Guy PALAYRET
(adhérent au G.I.E.N. depuis 2001 et membre de son Conseil d'Administration ; Rédacteur en chef de la revue Aden depuis le n° 6)
" Je me souviens... " : Ma rencontre avec l'oeuvre de Nizan date de 1970. " J'avais vingt ans . ", et je venais d'intégrer l'E.N.S. de Saint-Cloud (devenue depuis E.N.S. Lyon) ! Notre cursus prévoyait que nous effectuerions notre licence de Lettres modernes en relation avec les programmes de Paris X-Nanterre. Une UV, qui s'intitulait, je crois, " Littérature et politique ", comportait entre autres l'étude de deux oeuvres : Notre jeunesse de Péguy et Antoine Bloyé de Nizan. Je connaissais le premier de nom, pas du tout le second. Le contexte de l'époque donnait à ce genre d'étude une coloration particulière. Le climat était très politisé, beaucoup d'élèves de l'école étaient gauchistes, (la Gauche Prolétarienne d'Alain Geismar abritait ses ronéos dans les sous-sols de l'Ecole, au vu et au su de presque tous.) d'autres, les " révisos ", dont je faisais partie, adhéraient au P.C.F.. L'oeuvre de Nizan, réhabilitée par la fameuse préface de Sartre à Aden, commençait à être étudiée (je pense au livre pionnier de Jacqueline Leiner) après le long silence qui avait suivi la campagne de calomnies à la fin de la guerre. Elle constituait entre ces deux camps un enjeu ambigu et paradoxal, dont d'autres ont parlé bien mieux que je ne saurais le faire, en étudiant les réceptions successives de l'oeuvre nizanienne.

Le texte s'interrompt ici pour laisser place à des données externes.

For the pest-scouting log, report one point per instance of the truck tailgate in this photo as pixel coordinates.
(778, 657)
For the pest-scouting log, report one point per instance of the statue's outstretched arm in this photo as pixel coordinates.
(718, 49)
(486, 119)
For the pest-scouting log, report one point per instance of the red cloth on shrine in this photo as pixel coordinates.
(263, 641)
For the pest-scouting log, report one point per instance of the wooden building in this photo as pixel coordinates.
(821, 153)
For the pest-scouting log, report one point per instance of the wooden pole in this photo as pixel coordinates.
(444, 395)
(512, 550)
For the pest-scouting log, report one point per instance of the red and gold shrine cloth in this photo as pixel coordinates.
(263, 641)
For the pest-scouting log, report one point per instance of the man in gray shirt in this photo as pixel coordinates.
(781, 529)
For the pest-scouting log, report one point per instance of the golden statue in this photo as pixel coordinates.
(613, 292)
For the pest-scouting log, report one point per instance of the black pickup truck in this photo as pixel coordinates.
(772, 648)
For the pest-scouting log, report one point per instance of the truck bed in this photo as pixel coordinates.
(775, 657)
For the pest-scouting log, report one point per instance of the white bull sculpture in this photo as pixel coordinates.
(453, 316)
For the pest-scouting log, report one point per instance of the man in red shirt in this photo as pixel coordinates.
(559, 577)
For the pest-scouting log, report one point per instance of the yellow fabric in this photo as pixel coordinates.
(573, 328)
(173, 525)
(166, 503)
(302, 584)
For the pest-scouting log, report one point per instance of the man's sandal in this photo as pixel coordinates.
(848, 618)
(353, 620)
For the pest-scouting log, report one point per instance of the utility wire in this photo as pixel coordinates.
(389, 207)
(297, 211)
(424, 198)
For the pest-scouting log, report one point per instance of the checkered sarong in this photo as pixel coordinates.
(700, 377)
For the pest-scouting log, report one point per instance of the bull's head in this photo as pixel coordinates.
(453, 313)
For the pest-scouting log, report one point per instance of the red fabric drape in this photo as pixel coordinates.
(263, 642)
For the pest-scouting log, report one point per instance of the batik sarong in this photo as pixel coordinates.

Antoine Bloyé rencontrait en moi des échos assez confus : issu d'un milieu modeste, propulsé par une suite étonnante de coups de chance dans une école prestigieuse, je m'y sentais très mal à l'aise, étranger, " surclassé " (au-dessus de ma condition, mais aussi dépassé par l'érudition de mes camarades). La trajectoire d'Antoine, en filigrane celle de Pierre Bloyé, entrait en résonance avec mon histoire personnelle. Tout naturellement le déroulement de l'UV nous conduisit à lire tous les romans, Aden Arabie, Les Chiens de garde, à nous intéresser à l'homme, et à son destin singulier. Un jeune (alors..) assistant de Saint-Cloud, Jean Goldzink, a servi à cet instant de " passeur " .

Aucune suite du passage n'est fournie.